« Il a fallu huit impacts de Taser pour parvenir à vous immobiliser et vous interpeller », a rappelé le procureur de la République, Philippe Pommereul. C’est dire si le jeune homme, petit mais musclé qui se tient à la barre du tribunal correctionnel de Nouméa, était « déchaîné », en « furie », « hystérique » à l’idée d’être contrôlé par les policiers, samedi à Nouville. « Il a pensé qu’il retournerait en prison. Il a pris peur. Il est traumatisé par le Camp-Est », a défendu son avocate, Me Charlotte Rolin.
Vous aimez la prison ?
L’histoire commence donc samedi. À Nouville, une voiture, transportant cinq personnes, zigzague sur les routes de la presqu’île. Les policiers en patrouille dans le secteur décident de contrôler l’automobiliste. Permis de conduire, carte grise, les papiers du véhicule sont réclamés. Mais la discussion s’envenime rapidement. Le prévenu au volant, ivre et sans permis, s’impatiente. Il dit que la voiture appartient à l’un de ses cousins qui est sur la plage, non loin de là. Puis, tout bascule. L’homme, âgé de 26 ans et originaire de la tribu de Moméa, à Moindou, sort de la voiture. « Bousculades, manchettes du bras, coups de poing, de pied, injures à caractère racial… », résume l’avocat des policiers, Me Frédéric de Greslan. Les forces de l’ordre ont bien du mal à maîtriser le jeune homme. À l’intérieur du véhicule, les quatre passagères supplient le conducteur de se calmer et d’arrêter de donner des coups. « Mais comment expliquez-vous cet emballement ? », se demande la présidente du tribunal qui insiste sur le fait que les gardiens de la paix « n’ont fait que leur travail » et que « vous auriez pu éventuellement tuer les passagers en conduisant ivre ». Un des magistrats assesseurs : « Vous aimez la prison ? ». « Non ». « Pourquoi faites-vous tout pour y retourner, alors ? ». « C’est possible d’avoir un bracelet ? ». La réponse agace particulièrement la présidente, « vous avez été condamné l’année dernière pour évasion sous PSE [placement sous surveillance électronique, NDLR] ». Pire, l’administration venait de lui retirer le bracelet le 16 juillet… soit neuf jours avant le contrôle.

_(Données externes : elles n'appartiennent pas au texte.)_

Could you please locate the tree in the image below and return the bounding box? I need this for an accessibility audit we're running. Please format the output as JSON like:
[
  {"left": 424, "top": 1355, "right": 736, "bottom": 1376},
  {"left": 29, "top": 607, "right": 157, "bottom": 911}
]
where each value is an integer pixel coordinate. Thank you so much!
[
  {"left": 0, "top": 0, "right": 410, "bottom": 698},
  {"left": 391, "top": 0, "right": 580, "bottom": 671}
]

Connu de la justice depuis 2012, il « ne s’amende pas malgré le temps qui passe », souligne Me de Greslan. Le procureur de la République ne comprend pas non plus, « que cherchait-il, à part retourner au Camp-Est ? ». Le décrivant comme « un homme dangereux lorsqu’il est à l’extérieur », le parquet requiert à son encontre trente mois de prison dont dix-huit avec sursis. Le prévenu est, au contraire, en passe « de s’en sortir », estime Me Rolin. Qui n’oublie pas de préciser que « c’est lui qui a été le plus violemment frappé dans cette histoire. Il a subi des coups de Taser au niveau du cou et du visage ».
Après en avoir délibéré, le tribunal décide de renvoyer le jeune homme au Camp-Est pour dix-huit mois. Il a l’interdiction, en outre, de détenir ou de porter une arme pendant cinq ans.